The SENCER models are curricular approaches to improving science learning and supporting engagement with complex issues that impact civic life. Through the “lens” of topic of public consequence, a SENCER model course or program teaches science that is both challenging and rigorous. The SENCER approach requires students to engage in serious scientific reasoning, inquiry, observation, and measurement while connecting scientific knowledge to public decision-making, policy development, and individual responsibility. SENCER approaches encourage students to produce knowledge, to develop answers, and see complex problems as interdisciplinary and systemic challenges.
SENCER models have clear learning outcomes. They seek transparency in connecting classroom learning to real-world issues and use assessment tools creatively. SENCER models reflect the intellectual curiosity of the faculty who developed them as well as student interest and community needs.

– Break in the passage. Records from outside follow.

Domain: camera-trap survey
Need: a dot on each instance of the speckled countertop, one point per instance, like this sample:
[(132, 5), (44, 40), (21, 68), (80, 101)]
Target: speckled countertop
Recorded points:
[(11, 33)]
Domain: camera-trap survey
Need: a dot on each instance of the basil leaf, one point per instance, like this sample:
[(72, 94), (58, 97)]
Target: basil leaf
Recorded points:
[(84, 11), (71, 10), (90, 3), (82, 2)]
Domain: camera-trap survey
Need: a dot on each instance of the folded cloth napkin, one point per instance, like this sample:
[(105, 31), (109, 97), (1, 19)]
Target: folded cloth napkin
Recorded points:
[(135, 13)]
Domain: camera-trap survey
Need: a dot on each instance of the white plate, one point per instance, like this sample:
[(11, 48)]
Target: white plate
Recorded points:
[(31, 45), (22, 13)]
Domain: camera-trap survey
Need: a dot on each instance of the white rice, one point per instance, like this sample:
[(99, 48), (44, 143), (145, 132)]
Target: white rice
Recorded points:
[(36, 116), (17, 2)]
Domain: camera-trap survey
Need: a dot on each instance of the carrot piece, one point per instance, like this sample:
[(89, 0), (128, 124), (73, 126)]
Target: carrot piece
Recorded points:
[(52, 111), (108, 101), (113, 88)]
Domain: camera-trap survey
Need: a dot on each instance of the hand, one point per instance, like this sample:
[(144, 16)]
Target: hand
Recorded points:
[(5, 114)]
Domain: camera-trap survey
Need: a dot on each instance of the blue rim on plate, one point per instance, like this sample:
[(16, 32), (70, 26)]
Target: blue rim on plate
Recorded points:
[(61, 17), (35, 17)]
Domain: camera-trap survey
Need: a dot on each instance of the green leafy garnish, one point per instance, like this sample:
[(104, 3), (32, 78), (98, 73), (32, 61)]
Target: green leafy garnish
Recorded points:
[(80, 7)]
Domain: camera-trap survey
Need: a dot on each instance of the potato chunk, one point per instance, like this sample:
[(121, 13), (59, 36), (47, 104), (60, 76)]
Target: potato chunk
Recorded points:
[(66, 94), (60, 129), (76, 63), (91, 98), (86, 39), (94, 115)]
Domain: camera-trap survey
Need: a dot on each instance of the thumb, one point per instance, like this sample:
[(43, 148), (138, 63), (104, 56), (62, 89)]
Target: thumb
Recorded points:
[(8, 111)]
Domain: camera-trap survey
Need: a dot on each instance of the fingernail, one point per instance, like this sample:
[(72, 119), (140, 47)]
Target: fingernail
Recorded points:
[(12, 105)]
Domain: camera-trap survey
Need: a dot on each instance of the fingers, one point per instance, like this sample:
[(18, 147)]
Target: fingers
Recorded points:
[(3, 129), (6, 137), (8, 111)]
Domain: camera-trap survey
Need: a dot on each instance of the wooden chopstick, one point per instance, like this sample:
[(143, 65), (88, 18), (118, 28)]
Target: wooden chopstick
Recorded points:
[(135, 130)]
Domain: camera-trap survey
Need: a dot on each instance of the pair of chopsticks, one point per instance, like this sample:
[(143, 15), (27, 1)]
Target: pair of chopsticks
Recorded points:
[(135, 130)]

The models are not intended to be copied or implemented directly, but as guides and inspiration for what is achievable. SENCER models are chosen because they demonstrate success, showcase effective strategies, and provide evidence for broader implementation and adaptation. In addition to improving STEM learning, the models advance other affective and dispositional outcomes, such as fostering interdisciplinary understanding, increasing civic engagement and foregrounding personal responsibility and ethical reasoning.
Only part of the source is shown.